Phonetic cyphers are fine in speech, but they are easy to crack if you write them down, and someone who is really keen to understand your conversations could record them and analyse them later, but you can get round this problem by combining your phonetic cypher with a word-pair code. The idea of a word-pair code is simply to pair up words so that you use each word in place of its partner. It is best to pair nouns with nouns, verbs with verbs, adjectives with adjectives, etc. so that everything still flows well gramatically. You could pair "horse" and "bicycle", for example, though these concepts are perhaps rather too similar and an outsider could guess the real meaning. The main difficulty you will have if you try to make up a code like this is the sheer number of words involved, though you can start out with just the most common words and build your system slowly over time. Word-pair codes are practically impossible for outsiders to crack, but they do sound rather silly, so it's best to use a phonetic cypher at the same time, and this has the advantage of hiding the fact that you are using a code as it will just sound as if you're speaking a foreign language. The phonetic cypher is also invaluable for disguising names of people and places which you are unlikely ever to pair up for swapping. If you want to make up a word-pair code for use with a phonetic cypher, there is no need to pair up all the common little words such as I, we, them, no, of, at, etc. because they aren't the biggest giveaway to what you're saying: when you learn a foreign language you learn all these little words early on, and yet they aren't enough in themselves to make any useful sense of any texts written in that language. Instead you should put your effort directly into pairing up all the words like: house, tree, pen, idea, time, blue, smooth, eat, sing, etc.

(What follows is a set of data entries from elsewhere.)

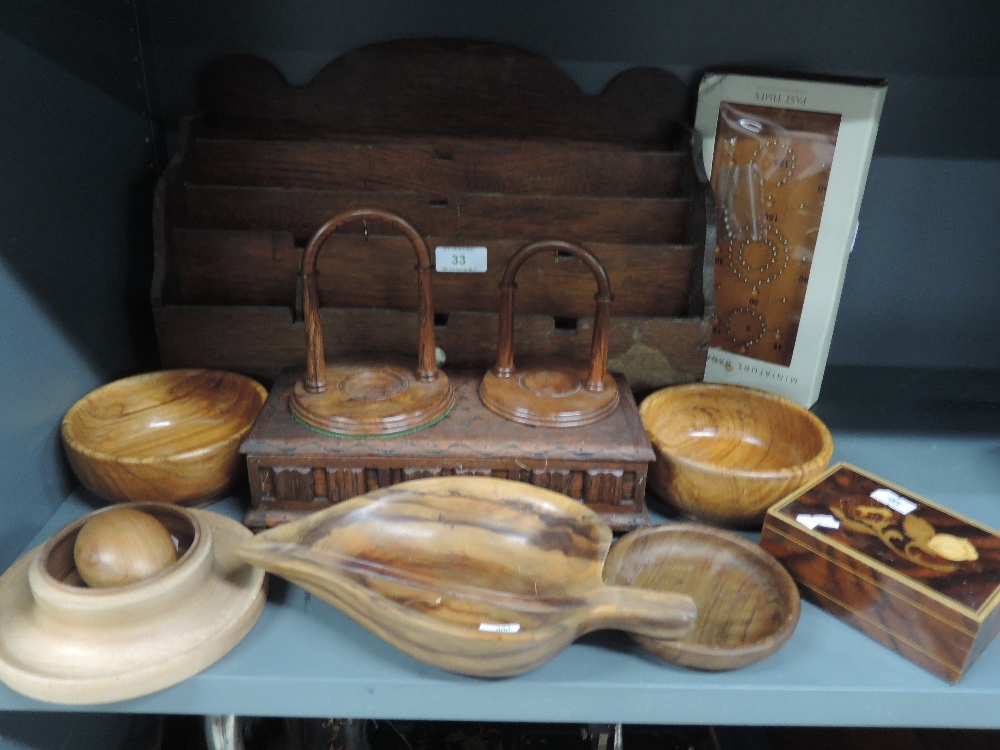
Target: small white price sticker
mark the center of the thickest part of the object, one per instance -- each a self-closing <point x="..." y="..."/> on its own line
<point x="899" y="504"/>
<point x="499" y="627"/>
<point x="817" y="521"/>
<point x="470" y="259"/>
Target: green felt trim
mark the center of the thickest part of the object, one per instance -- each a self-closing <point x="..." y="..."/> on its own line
<point x="370" y="437"/>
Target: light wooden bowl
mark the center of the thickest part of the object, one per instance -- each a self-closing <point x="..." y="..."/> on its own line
<point x="486" y="577"/>
<point x="748" y="604"/>
<point x="64" y="642"/>
<point x="725" y="453"/>
<point x="171" y="436"/>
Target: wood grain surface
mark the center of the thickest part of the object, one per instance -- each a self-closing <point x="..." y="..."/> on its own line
<point x="747" y="602"/>
<point x="475" y="145"/>
<point x="880" y="574"/>
<point x="169" y="436"/>
<point x="294" y="470"/>
<point x="725" y="453"/>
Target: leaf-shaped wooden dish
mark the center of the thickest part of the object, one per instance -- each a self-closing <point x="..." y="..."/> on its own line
<point x="481" y="576"/>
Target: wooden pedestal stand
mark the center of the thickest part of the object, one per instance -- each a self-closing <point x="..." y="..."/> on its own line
<point x="369" y="399"/>
<point x="551" y="396"/>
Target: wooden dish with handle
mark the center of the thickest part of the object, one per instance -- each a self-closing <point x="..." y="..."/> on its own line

If you are really ambitious, you might prefer to make up an entire new language, but I should warn you that it is an absolute monster of a task and you will almost certainly give up: it took me over ten years just to get mine to the point where it was usable even at a basic level, though I probably did make things unnecessarily difficult for myself by insisting on gramatical and semantic perfection. I will publish the grammar of my language some day, but it's filled with so many industrial secrets relating to artificial intelligence that I'll probably have to keep it tightly under wraps for many years to come. If you do try to create your own language, don't try to derive all the vocabulary entirely from a finite set of fundamental components of meaning, because if you do, you'll get bogged down in it for decades. If I was starting out again, I would begin with a simple phonetic cypher, then add to that a word-pair code, and then I would replace some of the words with completely new ones of my own, gradually evolving it bit by bit into a completely new language. There are some areas where I would design large chunks of the language in one go, and dealing with all the different tenses would be one of those areas. You can find an analysis of all the verb tenses in the linguistics section of this Web site. Only then would I try to create a regular system for groups of related words such that "hot", "warm", "cool", "cold", "heat" and "temperature" could all be derived from a single word. Anyway, however far you take it, have fun with it: it's all really good for the brain. Good luck!